J'avais les ambitions de ceux de mon espèce, être heureux à mon échelle, modestement, derrière des fortifications que je voulais solides, ces murailles que j'avais élevées haut pour nous protéger.
Je courais, trop pressé quand il aurait fallu m'arrêter, trop lent, trop faible et trop sourd quand il aurait fallu écouter et peut-être, te prendre dans mes bras.
Il fallait être aveugle pour ne pas voir les fissures. L'édifice s'est écroulé. Comme s'envolent des certitudes trop longtemps chevauchées, j'aurais voulu que mon cœur cesse de battre.
Comme le tien.
J'avalais les remugles de cet air vicié sans m'en rendre compte, plié, rangé, classé comme le sont tous ceux de mon espèce. J'attendais du voyage son lot de tumultes et ses caresses, aussi.
Depuis, je flotte dans les demi-teintes crépusculaires de l'horizon corrosif qui tord et concasse les rêves dans sa danse macabre.

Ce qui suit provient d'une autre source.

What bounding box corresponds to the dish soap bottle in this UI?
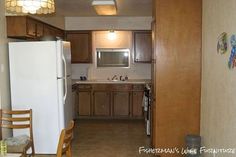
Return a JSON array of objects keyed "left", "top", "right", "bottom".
[{"left": 125, "top": 75, "right": 129, "bottom": 81}]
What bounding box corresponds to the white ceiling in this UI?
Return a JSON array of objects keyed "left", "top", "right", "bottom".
[{"left": 55, "top": 0, "right": 152, "bottom": 16}]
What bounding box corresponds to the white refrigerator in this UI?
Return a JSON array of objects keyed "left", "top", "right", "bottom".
[{"left": 9, "top": 40, "right": 74, "bottom": 154}]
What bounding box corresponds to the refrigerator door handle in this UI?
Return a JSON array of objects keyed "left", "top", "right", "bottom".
[{"left": 62, "top": 53, "right": 67, "bottom": 103}]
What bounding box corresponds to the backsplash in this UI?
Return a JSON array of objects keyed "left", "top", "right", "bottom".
[{"left": 72, "top": 31, "right": 151, "bottom": 79}]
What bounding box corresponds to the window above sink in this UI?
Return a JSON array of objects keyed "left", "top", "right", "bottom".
[{"left": 96, "top": 48, "right": 130, "bottom": 68}]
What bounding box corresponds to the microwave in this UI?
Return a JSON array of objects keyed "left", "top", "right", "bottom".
[{"left": 96, "top": 48, "right": 130, "bottom": 68}]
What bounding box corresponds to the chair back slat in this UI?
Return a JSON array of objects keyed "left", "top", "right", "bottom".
[
  {"left": 0, "top": 109, "right": 35, "bottom": 156},
  {"left": 2, "top": 110, "right": 31, "bottom": 115},
  {"left": 1, "top": 124, "right": 30, "bottom": 129},
  {"left": 57, "top": 120, "right": 75, "bottom": 157},
  {"left": 2, "top": 117, "right": 30, "bottom": 122}
]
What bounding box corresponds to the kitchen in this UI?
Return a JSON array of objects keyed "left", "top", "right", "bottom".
[
  {"left": 1, "top": 2, "right": 155, "bottom": 154},
  {"left": 0, "top": 0, "right": 235, "bottom": 156}
]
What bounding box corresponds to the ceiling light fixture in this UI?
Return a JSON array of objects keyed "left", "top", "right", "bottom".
[
  {"left": 92, "top": 0, "right": 117, "bottom": 15},
  {"left": 107, "top": 30, "right": 116, "bottom": 40},
  {"left": 5, "top": 0, "right": 55, "bottom": 14}
]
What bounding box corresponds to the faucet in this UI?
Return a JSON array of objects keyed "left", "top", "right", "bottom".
[{"left": 111, "top": 75, "right": 118, "bottom": 80}]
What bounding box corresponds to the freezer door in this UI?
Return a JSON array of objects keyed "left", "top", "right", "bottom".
[
  {"left": 64, "top": 77, "right": 74, "bottom": 126},
  {"left": 57, "top": 41, "right": 73, "bottom": 128}
]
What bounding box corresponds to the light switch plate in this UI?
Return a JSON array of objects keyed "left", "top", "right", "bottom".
[{"left": 0, "top": 64, "right": 4, "bottom": 73}]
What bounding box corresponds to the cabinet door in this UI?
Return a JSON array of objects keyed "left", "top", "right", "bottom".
[
  {"left": 94, "top": 92, "right": 110, "bottom": 116},
  {"left": 77, "top": 91, "right": 91, "bottom": 116},
  {"left": 113, "top": 92, "right": 130, "bottom": 116},
  {"left": 66, "top": 31, "right": 92, "bottom": 63},
  {"left": 133, "top": 31, "right": 152, "bottom": 63},
  {"left": 36, "top": 22, "right": 43, "bottom": 37},
  {"left": 43, "top": 25, "right": 64, "bottom": 39},
  {"left": 132, "top": 91, "right": 143, "bottom": 117},
  {"left": 26, "top": 18, "right": 37, "bottom": 37}
]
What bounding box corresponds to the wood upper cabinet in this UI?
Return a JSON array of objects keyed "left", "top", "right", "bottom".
[
  {"left": 93, "top": 91, "right": 110, "bottom": 116},
  {"left": 6, "top": 16, "right": 64, "bottom": 40},
  {"left": 66, "top": 31, "right": 92, "bottom": 63},
  {"left": 133, "top": 31, "right": 152, "bottom": 63},
  {"left": 6, "top": 16, "right": 43, "bottom": 39},
  {"left": 43, "top": 24, "right": 64, "bottom": 39},
  {"left": 113, "top": 91, "right": 130, "bottom": 117}
]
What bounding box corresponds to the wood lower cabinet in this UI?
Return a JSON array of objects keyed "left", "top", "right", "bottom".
[
  {"left": 132, "top": 91, "right": 143, "bottom": 117},
  {"left": 76, "top": 84, "right": 144, "bottom": 118},
  {"left": 93, "top": 91, "right": 110, "bottom": 116},
  {"left": 113, "top": 91, "right": 130, "bottom": 117},
  {"left": 77, "top": 91, "right": 91, "bottom": 116}
]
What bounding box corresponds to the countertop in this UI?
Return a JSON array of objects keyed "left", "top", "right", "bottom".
[{"left": 72, "top": 79, "right": 151, "bottom": 84}]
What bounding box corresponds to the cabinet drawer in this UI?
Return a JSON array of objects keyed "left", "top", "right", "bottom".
[
  {"left": 78, "top": 84, "right": 92, "bottom": 91},
  {"left": 133, "top": 84, "right": 144, "bottom": 91},
  {"left": 93, "top": 84, "right": 111, "bottom": 91},
  {"left": 111, "top": 84, "right": 132, "bottom": 91}
]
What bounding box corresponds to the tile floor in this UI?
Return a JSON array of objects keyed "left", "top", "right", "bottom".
[
  {"left": 72, "top": 120, "right": 156, "bottom": 157},
  {"left": 37, "top": 120, "right": 156, "bottom": 157}
]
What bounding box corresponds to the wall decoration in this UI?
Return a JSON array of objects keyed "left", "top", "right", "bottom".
[
  {"left": 217, "top": 32, "right": 228, "bottom": 54},
  {"left": 228, "top": 35, "right": 236, "bottom": 69}
]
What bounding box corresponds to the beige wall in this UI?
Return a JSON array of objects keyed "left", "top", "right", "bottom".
[
  {"left": 33, "top": 15, "right": 65, "bottom": 30},
  {"left": 0, "top": 1, "right": 10, "bottom": 108},
  {"left": 72, "top": 31, "right": 151, "bottom": 79},
  {"left": 0, "top": 0, "right": 11, "bottom": 136},
  {"left": 201, "top": 0, "right": 236, "bottom": 157},
  {"left": 65, "top": 17, "right": 152, "bottom": 30}
]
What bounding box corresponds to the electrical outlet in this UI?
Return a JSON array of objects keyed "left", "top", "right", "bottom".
[
  {"left": 213, "top": 153, "right": 216, "bottom": 157},
  {"left": 0, "top": 64, "right": 4, "bottom": 73}
]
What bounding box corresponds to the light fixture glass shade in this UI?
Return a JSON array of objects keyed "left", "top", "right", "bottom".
[
  {"left": 107, "top": 30, "right": 116, "bottom": 40},
  {"left": 5, "top": 0, "right": 55, "bottom": 14}
]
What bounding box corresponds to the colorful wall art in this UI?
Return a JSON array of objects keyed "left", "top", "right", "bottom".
[
  {"left": 228, "top": 35, "right": 236, "bottom": 69},
  {"left": 217, "top": 32, "right": 228, "bottom": 54}
]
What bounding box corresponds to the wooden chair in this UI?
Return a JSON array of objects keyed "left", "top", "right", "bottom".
[
  {"left": 0, "top": 109, "right": 35, "bottom": 157},
  {"left": 57, "top": 120, "right": 75, "bottom": 157}
]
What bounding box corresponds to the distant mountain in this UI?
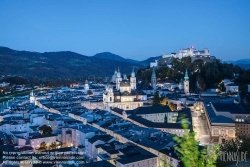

Un pas de deux.
Puis un jour, lassé de l'attendre, je suis mort.
J'ai mis un masque, choisi mon corps comme cercueil, camouflés mes yeux vides et j'ai continué la mascarade, traîné ma carcasse dans le bayou et sa civilisation qui s'efface.
Des jours à errer comme un chien.
J'ai regardé le ciel s'enflammer, cramer mes pupilles, et les oiseaux s'envoler en spirales prémonitoires.
J'ai asphyxié mon esprit de poudres psychotropes et ce corps décharné à fumer des clopes. Panser mes peines.
J'avalais la bile amère de ma souffrance à chaque déglutition, pour payer l'addition.
J'avance à tâtons, en spectre maudit, ligoté à mon âme. Le temps tambourine et n'est tendre pour personne. Surtout quand tu lui cherches des noises.
"Contemple le Roi Jaune, Carcosa est son royaume".
Le chagrin, c'est l'obscurité et la lumière conjugués. La mort n'est pas la fin puisque je bouge encore.
Faudrait scruter tout le monde, faire le compte des pervers. Répertorier la fange et puis, l'exterminer.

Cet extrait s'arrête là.